Since we want to use this project for Hadoop development, we need to add some dependencies on the Hadoop libraries. Gradle resolves dependencies by downloading jar files from remote repositories. This must be configured, so we add both the Maven Central Repository (that contains useful things like JUnit) and the CDH repository. This is done in the build.gradle like this:

repositories {
    // Standard Maven 
    mavenCentral()
    maven {
        url "https://repository.cloudera.com/artifactory/cloudera-repos/"
    }
}

The second repository enables us to add a Hadoop dependency in the dependencies section. The first repository enables us to add a JUnit dependency.

dependencies {
    compile "org.apache.hadoop:hadoop-client:2.0.0-mr1-cdh4.0.1"
    testCompile "junit:junit:4.8.2"
}

A project with the above dependency would compile against the CDH4 MapReduce v1 library. Cloudera provides a list of Maven artifacts included in CDH4 for finding HBase and other components.

Since Hadoop requires at least Java 1.6, we should also specify the compiler version for Gradle:

// Java version selection
sourceCompatibility = 1.6
targetCompatibility = 1.6

This gets us to a point where we’ve got a fully functional project, and we can build a jar by running gradle build.

In practice, it’s good to declare the version string as a property, since there is a high likelihood of dependencies on more than one artifact with the same version.

ext.hadoopVersion = "2.0.0-mr1-cdh4.0.1"
dependencies {
    compile "org.apache.hadoop:hadoop-client:${hadoopVersion}"
    testCompile "junit:junit:4.8.2"
}

Now, whenever we want to upgrade our code to a new CDH version, we only need to change the version string in one place.

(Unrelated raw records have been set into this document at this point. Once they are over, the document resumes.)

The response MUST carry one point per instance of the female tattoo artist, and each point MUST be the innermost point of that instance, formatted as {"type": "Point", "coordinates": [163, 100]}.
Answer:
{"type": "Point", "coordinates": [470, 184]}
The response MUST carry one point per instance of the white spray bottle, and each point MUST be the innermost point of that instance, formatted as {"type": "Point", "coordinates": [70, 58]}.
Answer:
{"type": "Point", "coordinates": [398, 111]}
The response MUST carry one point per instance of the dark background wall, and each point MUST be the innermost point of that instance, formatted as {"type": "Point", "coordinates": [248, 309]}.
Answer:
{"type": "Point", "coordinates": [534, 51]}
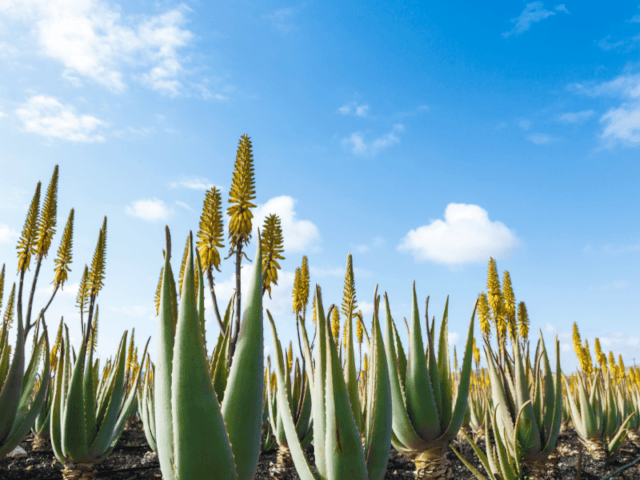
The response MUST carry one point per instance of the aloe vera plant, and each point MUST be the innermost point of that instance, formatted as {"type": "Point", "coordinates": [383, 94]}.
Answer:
{"type": "Point", "coordinates": [526, 415]}
{"type": "Point", "coordinates": [340, 452]}
{"type": "Point", "coordinates": [425, 417]}
{"type": "Point", "coordinates": [196, 437]}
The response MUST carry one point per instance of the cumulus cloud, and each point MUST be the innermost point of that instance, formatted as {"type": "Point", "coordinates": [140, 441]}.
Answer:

Note that the configuration here produces a jar that does not contain the project dependencies within it. This is fine, so long as we only require Hadoop dependencies, since the Hadoop daemons will include all the Hadoop libraries in their own classpaths. If the Hadoop dependencies are not sufficient, it will be necessary to package the other dependencies into the jar. We can configure Gradle to package a jar with dependencies included by adding the following block:

// Emulate Maven shade plugin with a fat jar.
// http://docs.codehaus.org/display/GRADLE/Cookbook#Cookbook-Creatingafatjar
jar {
    from configurations.compile.collect { it.isDirectory() ? it : zipTree(it) }
}

Unfortunately, the jar now contains all the Hadoop libraries, which would conflict with the Hadoop daemons’ classpaths. We can indicate to Gradle that certain dependencies need to be downloaded for compilation, but will be provided to the application at runtime by augmenting the Hadoop dependencies. The code then looks like this, with an added dependency on Guava:

// Provided configuration as suggested in GRADLE-784
configuration {
    provided
}
sourceSets {
    main {
        compileClasspath += configurations.provided
    }
}

ext.hadoopVersion = "2.0.0-mr1-cdh4.0.1"
dependencies {
    provided "org.apache.hadoop:hadoop-client:${hadoopVersion}"

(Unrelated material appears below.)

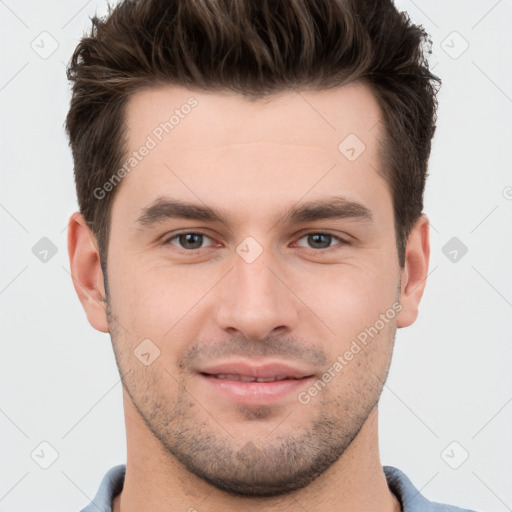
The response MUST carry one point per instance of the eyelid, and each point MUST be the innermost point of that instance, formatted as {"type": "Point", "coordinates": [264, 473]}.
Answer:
{"type": "Point", "coordinates": [341, 241]}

    compile "com.google.guava:guava:11.0.2"

    testCompile "junit:junit:4.8.2"
}

Gradle also has integration with a number of IDEs, such as Eclipse and IntelliJ IDEA. The default integrations can be provided by adding

apply plugin: "eclipse"
apply plugin: "idea"

to add support for generating Eclipse .classpath and .project files and IntelliJ .iml files. The default build output locations may not be desirable, so we configure Eclipse as follows:

eclipse {
    // Ensure Eclipse build output appears in build directory
    classpath {
        defaultOutputDir = file("${buildDir}/eclipse-classes")
    }
}

For Eclipse, simply run gradle eclipse and then import the project into Eclipse. As you update/add dependencies, re-run gradle eclipse to update the .classpath file and refresh in Eclipse. Gradle automatically handles generating a classpath, including linking to source jars.

Recent versions of IntelliJ and the SpringSource Tool Suite also support direct import of Gradle projects. When using this integration, the apply plugin lines are not necessary.

Gradle represents a well-documented and powerful alternative to developing projects in Maven. While not without its quirks, I am significantly happier maintaining an enterprise build in Gradle at Hadapt, compared to the complex Maven build I maintained at VMware. Give it a try.